If opposed actively by another, opposed rolls. Whoever's excess reaches the target number first wins.

Cycle through the skills with an in character justification to prevent repetition round by round. Add bonuses or penalties due to circumstance to each skill.

Spells that can do similar things, such as tongues for linguistics, alter self for disguise, charm person for diplomacy, will add +10 circumstance bonus for 1 check

Mercantile System

By regularly engaging in adventures to expand a business into an empire, or by running a successful enterprise on the side with minimal maintenance, using hirelings for the day to day operation, here is a more expansive system for a scaled wealth-gathering system that keeps up with run of the mill dungeon crawls.

For balance sake, time the character spends doing adventures not related to the business is time not making profession checks.

I allow any skill or bonus relevant to running the enterprise that fits. For something like a mercenary guild, i'd even allow base attack bonus+highest mental stat modifier+insight bonuses to attack in place of a skill check. (Because I have done away with profession skill in my campaigns).

For build points and kingmaker, you can allocate a bonus of +1 per build point invested/level to their profession checks to represent wielding a mercantile empire behind them rather than just working with their own hands and tools.

In the case of build points being added into the bonus, a minimal number of investment is expected to run a skeletal enterprise once you reach 6th level, a point where your base payout increases to gold pieces.

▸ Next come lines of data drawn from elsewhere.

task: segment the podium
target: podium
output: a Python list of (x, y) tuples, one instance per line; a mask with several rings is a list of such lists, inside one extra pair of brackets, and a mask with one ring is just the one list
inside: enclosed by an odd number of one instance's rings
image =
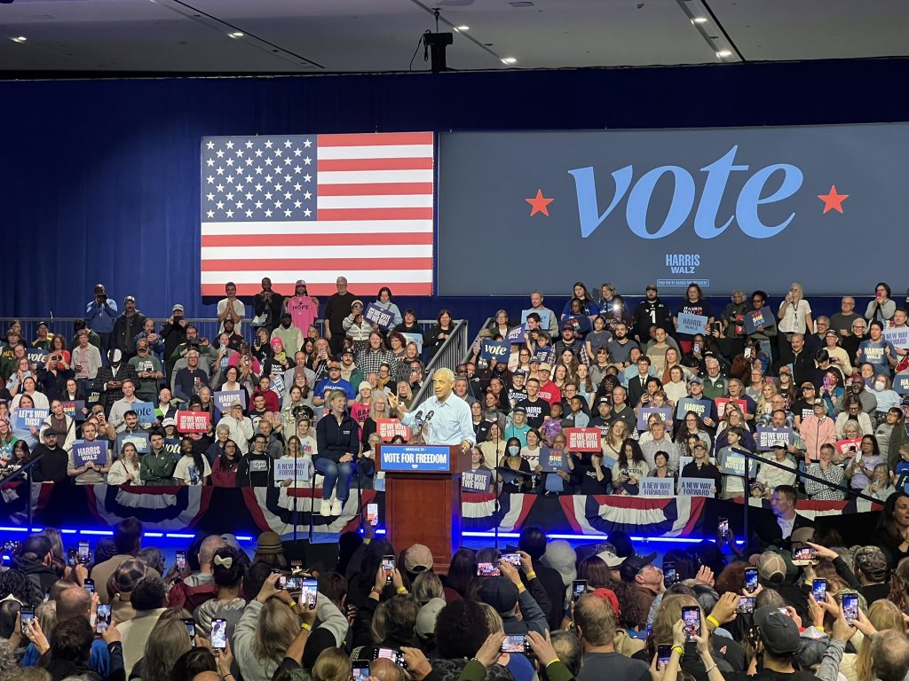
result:
[(403, 551), (425, 544), (434, 570), (445, 574), (461, 540), (460, 445), (378, 445), (385, 473), (385, 529)]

That means that as an absolute minimum, a character who wants to perform their profession on an even keel should have 1 build point per level placed into the effort.

In the event of 0 build points invested, you revert to rolling a normal profession related check for silver pieces.

Let's say you have less than your character level invested, it would be divided by the difference. A level 1o investing only 5 build points would have half his result earned.

Whereas this is easy to set up, it creates the opportunity for corporate warfare whereby you try and protect your own assets while destroying your enemy's.

1-5: silver pieces

6-10: gold pieces

11-15:platinum pieces

16+: Build points(with a 1/8th conversion for personal wealth(500gp/build point, for super rapid liquidation).

Sovereign Court

Just regulate their cash via PC charts. Put their funds in as family or organization funds of which they get stipends each level. I ran an eleven campaign much like this, where only family made items were acceptable and use of "looted item from barbarian races" was socially or professionally unacceptable.